Though rates are high now as major central banks battle inflation, "when inflation is brought back under control, advanced economies’ central banks are likely to ease monetary policy and bring real interest rates back toward pre-pandemic levels," IMF analysts said in research released as part of the latest World Economic Outlook.

The so-called "natural" rates of interest, an anchor for monetary policy that neither stimulates nor discourages economic activity, "will remain low in advanced economies or decline further in emerging markets," the IMF concluded.

If accurate, that means less fiscal pressure as government will be able to borrow more cheaply. But is also means central banks, particularly in developed countries, may again have to rely on bond buying and other strategies once some future downturn prompts them to cut policy interest rates to zero.

Some economists have argued the pandemic shifted the natural rate of interest higher, reversing forces like globalization that helped keep borrowing costs low and also driving up government debts to historic levels.

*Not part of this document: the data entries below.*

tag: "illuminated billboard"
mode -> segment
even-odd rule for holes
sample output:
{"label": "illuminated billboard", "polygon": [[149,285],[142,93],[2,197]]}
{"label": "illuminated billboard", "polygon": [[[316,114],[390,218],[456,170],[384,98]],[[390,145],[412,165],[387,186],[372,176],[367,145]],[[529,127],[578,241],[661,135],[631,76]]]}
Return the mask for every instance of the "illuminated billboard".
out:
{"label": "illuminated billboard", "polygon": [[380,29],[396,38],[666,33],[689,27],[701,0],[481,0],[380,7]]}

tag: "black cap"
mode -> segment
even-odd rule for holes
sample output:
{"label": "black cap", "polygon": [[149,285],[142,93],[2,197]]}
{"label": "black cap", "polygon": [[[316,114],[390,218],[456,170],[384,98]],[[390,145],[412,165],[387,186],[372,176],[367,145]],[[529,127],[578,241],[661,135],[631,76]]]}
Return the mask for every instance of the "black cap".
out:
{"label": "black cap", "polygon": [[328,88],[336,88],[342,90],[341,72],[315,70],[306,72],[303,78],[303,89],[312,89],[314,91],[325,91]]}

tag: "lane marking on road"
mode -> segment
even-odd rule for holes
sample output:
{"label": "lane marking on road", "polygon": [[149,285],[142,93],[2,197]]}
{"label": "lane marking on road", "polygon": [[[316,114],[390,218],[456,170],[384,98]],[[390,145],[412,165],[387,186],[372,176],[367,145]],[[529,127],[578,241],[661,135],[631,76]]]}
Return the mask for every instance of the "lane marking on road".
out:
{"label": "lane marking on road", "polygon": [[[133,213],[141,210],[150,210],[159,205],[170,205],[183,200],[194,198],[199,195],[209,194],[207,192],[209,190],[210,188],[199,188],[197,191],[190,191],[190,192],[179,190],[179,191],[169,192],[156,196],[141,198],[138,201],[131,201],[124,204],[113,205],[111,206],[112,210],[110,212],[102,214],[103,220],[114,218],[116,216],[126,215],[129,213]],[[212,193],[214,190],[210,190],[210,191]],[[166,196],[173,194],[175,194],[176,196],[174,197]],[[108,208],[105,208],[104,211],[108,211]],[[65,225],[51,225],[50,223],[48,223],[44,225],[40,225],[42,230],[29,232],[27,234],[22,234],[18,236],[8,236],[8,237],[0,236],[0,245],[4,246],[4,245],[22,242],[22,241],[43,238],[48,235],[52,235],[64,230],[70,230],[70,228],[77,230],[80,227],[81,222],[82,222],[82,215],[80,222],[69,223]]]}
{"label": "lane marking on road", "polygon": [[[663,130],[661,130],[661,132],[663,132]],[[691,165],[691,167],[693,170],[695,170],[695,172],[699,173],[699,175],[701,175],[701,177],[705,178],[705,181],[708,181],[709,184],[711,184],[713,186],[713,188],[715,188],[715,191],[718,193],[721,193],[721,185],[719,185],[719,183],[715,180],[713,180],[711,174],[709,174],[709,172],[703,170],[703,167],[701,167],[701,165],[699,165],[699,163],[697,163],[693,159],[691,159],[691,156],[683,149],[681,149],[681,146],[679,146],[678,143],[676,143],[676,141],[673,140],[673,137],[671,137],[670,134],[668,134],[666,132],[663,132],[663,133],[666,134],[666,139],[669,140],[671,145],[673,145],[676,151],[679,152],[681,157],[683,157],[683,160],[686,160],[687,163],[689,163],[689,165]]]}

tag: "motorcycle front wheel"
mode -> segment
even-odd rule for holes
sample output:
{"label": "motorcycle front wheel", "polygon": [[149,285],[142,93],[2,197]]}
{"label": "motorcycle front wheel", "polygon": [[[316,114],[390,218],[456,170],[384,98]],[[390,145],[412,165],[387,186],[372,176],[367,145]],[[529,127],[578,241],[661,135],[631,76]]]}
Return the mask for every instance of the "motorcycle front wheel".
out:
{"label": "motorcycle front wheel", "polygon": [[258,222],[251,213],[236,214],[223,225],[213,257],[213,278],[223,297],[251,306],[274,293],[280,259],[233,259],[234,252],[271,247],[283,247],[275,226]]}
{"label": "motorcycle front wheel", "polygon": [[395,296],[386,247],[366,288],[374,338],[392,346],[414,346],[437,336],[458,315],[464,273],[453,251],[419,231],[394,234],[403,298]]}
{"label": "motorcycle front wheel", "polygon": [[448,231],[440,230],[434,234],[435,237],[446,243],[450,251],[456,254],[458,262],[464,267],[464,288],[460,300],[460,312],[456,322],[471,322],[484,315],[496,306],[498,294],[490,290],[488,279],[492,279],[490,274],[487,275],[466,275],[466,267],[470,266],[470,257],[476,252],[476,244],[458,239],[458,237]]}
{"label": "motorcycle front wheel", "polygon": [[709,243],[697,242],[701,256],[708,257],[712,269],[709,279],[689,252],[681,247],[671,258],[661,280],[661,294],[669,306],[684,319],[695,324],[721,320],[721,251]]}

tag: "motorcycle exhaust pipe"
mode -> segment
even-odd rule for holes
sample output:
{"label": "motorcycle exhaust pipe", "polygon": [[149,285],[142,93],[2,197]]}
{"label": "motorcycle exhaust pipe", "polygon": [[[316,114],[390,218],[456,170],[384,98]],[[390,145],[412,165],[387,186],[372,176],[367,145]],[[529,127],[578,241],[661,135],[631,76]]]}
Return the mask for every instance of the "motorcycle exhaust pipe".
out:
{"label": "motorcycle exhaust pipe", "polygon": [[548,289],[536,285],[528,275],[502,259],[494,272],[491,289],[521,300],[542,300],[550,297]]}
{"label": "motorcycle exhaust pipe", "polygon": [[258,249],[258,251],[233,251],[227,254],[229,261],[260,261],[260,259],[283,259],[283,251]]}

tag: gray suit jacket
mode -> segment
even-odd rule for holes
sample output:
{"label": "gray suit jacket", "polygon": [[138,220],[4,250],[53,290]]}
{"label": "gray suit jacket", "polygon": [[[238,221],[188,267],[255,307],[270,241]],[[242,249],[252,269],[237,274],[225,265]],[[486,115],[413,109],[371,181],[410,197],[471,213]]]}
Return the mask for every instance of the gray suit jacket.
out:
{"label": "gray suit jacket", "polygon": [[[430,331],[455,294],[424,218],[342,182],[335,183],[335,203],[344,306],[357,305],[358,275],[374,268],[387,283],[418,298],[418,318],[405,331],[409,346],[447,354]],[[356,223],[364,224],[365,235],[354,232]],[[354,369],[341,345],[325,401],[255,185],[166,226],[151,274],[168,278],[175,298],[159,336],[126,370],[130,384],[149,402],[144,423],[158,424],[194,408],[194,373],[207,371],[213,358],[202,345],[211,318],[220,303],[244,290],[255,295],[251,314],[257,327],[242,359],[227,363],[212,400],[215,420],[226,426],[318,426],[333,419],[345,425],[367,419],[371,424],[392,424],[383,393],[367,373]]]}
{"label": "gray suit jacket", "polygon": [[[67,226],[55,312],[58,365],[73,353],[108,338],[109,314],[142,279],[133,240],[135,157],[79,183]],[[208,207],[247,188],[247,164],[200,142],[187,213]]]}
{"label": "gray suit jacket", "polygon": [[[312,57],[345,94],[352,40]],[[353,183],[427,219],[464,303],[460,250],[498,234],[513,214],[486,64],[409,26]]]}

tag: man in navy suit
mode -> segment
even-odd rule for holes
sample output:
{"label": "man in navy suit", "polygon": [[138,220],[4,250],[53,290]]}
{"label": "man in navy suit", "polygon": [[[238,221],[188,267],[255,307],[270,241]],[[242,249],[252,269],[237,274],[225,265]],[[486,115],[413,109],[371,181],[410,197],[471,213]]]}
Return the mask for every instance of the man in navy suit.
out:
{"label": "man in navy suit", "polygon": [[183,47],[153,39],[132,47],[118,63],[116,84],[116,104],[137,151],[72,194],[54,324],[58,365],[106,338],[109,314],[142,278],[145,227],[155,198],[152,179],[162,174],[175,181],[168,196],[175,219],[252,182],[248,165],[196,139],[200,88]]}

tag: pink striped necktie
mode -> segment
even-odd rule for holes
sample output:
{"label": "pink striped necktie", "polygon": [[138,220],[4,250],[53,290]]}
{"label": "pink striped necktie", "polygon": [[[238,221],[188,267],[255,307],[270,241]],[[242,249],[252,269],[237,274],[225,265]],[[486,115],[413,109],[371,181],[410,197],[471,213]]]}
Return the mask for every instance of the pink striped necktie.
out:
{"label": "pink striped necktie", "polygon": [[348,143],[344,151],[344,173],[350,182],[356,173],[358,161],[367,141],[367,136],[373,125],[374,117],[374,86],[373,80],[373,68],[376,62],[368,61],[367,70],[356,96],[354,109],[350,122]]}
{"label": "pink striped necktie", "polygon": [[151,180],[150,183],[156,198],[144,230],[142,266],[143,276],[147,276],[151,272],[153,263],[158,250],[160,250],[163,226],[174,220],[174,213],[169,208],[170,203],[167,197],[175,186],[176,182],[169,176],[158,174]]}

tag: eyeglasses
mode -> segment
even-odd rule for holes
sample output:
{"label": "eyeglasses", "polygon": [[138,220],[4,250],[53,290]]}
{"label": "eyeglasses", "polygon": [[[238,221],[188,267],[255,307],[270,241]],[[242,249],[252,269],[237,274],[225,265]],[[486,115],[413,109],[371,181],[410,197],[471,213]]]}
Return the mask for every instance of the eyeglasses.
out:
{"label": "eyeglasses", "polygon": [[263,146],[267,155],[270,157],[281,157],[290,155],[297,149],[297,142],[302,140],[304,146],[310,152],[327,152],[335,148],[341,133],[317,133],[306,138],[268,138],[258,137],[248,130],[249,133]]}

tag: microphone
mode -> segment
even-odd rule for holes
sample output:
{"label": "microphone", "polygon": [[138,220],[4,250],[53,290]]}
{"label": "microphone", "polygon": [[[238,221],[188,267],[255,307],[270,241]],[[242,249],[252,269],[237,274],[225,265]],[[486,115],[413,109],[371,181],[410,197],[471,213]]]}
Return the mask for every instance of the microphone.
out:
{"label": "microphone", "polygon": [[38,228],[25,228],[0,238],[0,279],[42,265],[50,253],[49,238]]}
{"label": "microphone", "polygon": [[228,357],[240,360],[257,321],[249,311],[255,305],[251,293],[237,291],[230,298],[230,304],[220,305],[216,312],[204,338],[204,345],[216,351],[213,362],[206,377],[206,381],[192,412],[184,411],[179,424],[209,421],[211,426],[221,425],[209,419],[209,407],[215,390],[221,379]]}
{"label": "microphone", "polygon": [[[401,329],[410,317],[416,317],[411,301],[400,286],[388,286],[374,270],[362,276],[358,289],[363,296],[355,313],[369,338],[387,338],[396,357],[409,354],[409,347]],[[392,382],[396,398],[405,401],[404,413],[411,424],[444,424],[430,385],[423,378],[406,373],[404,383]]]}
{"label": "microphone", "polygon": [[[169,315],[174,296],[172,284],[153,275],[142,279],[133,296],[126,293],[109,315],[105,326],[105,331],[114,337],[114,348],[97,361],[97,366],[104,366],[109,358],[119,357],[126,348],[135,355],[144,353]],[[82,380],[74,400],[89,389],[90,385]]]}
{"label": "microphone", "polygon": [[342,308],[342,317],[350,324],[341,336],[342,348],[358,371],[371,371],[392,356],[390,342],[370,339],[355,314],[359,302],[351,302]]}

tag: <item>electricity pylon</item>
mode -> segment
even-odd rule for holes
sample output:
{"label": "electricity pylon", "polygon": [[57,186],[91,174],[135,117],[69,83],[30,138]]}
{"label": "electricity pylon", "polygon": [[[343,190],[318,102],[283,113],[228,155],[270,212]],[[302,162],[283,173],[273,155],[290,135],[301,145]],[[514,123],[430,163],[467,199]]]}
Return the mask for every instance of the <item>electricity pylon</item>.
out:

The IMF said it is possible things have changed, and noted that the impact of developments like the transition to a less carbon-intensive economy remain to be seen.

© Reuters. FILE PHOTO: A man walks past the International Monetary Fund (IMF) logo at its headquarters in Washington, U.S., May 10, 2018. REUTERS/Yuri Gripas

But the fund said its analysis suggests that current high rates "are likely to be temporary."

Once rates normalize at prior low levels, a deep enough recession may force central banks "to resort to the same strategies they employed in the decade before the pandemic, such as balance sheet policy and forward guidance."